C) Communication with health professionals and relevant societies and organisations: We will have regular review meetings with academics active in translational neuroscience research. We discovered ROS signalling as critical to neuronal adjustment mechanisms. Because breakdown in the tightly controlled regulation of cellular ROS levels are symptomatic of the ageing brain and neurodegenerative conditions, this proposal might have longer-term benefits for ageing individuals, carers, the social and healthcare systems, and thus our society and its economy in general. Potential benefits are discoveries that will contribute to therapeutic strategies for improving cognitive function in an ageing population, lowered incidence or slowed onset rates for dementia. This proposal will increase our understanding of important cellular and molecular events that are triggered by Alzheimer's, Parkinson's, Motorneuron Disease and related conditions. As we identify gene products and signalling pathways as candidates for therapeutic intervention, economic benefits arise: the market for an anti-neuronal-ageing therapeutic or dietary supplements would be considerable.

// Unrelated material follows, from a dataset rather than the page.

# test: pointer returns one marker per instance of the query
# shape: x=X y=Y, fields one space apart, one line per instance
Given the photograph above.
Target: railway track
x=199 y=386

Technological Training and impact: The PDRA will be trained in new skills and cutting-edge super-resolution imaging and electrophysiology techniques, which are highly desirable in the scientific work force and transferable to the pharmaceutical sector.

Creating Industrial Impact: We are aware that at this point we have a fundamental study, though it has potential to spawn work with translational impact. Throughout the course of the grant we will therefore regularly review our data and its implications for potential translational impact and industrial interaction.